Spor tarihimize adlarını altın harflerle yazdırmış bu ve diğer yüzücülerimize şükranlarımızı sunmakla birlikte yukarıdaki sıralamanın bize gösterdiği bir acı gerçek var. 1940’lı yıllarda Adana bölgesinin atılımlarıyla kıpırdanan ve İstanbul Yüzme İhtisas Kulübü’nün çabalarıyla filizlenen yüzme sporumuz ne yazık ki Türkiye, Balkan ya da Akdeniz sınırını aşamadı ve 1970’lerin sonundan itibaren iyice gerilemeye başladı. Uluslararası kulvarda, neredeyse kendimi bildim bileli var olan tek bir isim var: Derya Büyükuncu. Eminim bu satırların okuyucuları onu da benzersiz sporcu kimliğinden ziyade son zamanlarda televizyonda çok moda olan ‘reality show’lardaki yakışıklı çocuk olarak tanıyorlardır, ne yazık.

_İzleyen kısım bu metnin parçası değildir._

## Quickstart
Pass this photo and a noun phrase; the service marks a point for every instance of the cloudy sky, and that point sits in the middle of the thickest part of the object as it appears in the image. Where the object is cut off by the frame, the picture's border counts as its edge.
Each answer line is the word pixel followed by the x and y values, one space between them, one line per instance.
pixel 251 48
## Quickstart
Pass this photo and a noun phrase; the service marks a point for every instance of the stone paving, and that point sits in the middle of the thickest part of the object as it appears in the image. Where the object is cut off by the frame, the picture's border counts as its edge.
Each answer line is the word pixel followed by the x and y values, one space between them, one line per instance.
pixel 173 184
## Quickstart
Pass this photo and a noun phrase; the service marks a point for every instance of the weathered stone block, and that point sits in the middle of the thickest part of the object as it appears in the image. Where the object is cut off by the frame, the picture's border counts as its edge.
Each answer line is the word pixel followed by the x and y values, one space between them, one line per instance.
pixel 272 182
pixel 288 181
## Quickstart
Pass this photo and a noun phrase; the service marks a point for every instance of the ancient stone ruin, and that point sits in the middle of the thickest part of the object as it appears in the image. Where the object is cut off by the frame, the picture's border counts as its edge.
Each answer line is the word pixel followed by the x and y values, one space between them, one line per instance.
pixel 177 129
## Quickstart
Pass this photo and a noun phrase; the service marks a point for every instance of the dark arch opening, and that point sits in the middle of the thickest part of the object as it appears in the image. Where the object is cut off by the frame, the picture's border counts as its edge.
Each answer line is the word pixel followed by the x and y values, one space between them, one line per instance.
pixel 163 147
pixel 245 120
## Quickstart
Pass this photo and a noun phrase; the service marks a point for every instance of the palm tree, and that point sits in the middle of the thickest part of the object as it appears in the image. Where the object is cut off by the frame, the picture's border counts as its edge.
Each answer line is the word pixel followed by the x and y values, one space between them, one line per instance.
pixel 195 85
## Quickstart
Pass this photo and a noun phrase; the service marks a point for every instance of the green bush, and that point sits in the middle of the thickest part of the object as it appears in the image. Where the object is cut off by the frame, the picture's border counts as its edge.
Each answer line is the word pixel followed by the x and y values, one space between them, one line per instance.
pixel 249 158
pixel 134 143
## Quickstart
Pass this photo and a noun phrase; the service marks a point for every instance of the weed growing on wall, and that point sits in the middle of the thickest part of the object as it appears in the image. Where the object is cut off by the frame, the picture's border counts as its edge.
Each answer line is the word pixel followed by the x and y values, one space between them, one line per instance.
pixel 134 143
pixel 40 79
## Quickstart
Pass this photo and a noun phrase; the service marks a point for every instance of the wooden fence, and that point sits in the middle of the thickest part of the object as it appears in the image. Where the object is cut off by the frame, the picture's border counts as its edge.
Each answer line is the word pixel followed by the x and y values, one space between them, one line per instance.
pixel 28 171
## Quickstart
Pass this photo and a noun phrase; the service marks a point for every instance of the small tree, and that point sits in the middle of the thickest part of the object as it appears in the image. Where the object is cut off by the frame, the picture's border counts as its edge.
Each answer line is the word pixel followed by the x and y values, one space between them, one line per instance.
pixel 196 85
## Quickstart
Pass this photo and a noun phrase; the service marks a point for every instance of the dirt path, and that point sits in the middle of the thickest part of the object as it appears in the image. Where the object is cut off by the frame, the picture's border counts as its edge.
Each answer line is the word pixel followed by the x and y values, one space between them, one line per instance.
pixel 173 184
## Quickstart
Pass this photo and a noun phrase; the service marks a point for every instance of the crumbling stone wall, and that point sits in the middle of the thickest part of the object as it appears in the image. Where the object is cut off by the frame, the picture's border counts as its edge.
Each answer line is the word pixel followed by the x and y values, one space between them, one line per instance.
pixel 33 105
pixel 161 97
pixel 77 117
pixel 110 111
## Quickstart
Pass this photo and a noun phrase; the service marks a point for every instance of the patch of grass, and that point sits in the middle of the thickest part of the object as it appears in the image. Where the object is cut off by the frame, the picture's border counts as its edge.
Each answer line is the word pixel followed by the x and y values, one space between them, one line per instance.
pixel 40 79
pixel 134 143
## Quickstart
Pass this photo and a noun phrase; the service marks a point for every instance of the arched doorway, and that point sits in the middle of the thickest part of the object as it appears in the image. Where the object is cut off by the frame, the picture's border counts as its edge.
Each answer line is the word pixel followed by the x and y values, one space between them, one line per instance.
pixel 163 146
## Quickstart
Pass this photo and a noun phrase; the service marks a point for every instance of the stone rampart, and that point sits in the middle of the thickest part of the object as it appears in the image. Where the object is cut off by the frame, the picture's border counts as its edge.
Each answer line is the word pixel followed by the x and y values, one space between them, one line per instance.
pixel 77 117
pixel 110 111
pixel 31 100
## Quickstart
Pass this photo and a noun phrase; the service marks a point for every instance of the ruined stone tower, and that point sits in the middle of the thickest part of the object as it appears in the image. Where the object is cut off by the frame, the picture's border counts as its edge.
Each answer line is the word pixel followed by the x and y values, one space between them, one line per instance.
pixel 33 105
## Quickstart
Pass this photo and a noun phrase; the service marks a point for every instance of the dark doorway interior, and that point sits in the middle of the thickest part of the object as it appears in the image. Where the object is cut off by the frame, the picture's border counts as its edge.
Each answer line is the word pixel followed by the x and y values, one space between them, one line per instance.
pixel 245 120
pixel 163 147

Hepimiz birer Ayvalık çocuğu olarak gözümüzü denize açtık ve ömrümüzün büyük bir kısmını denizde geçirdik. Hiçbir şekilde eğitimli ya da disipline edilmiş bir spor şeklinde gelişmedi suyla ilişkimiz. Sabah uyanır ve denize koşardık, o kadar. Bir denizler, iç denizler ve nehirler coğrafyası olan güzel ülkemizin hemen her köşesindeki milyonlarca çocukta olduğu gibi, başarılar tamamen adanmış bazı yerel yöneticiler ve kişisel çabalar şeklinde gelişti. Yüzme ya da daha geniş tanımıyla su sporları hiçbir zaman devlet politikası içinde bir yer bulamadı. Bir ekol, bir tarz oluşturamadık. Eğer yapabilseydik çocukluk arkadaşımız ve adeta yüzmek için doğmuş olan Apiko’nun bir Michael Phelps olmaması için hiç bir neden yoktu.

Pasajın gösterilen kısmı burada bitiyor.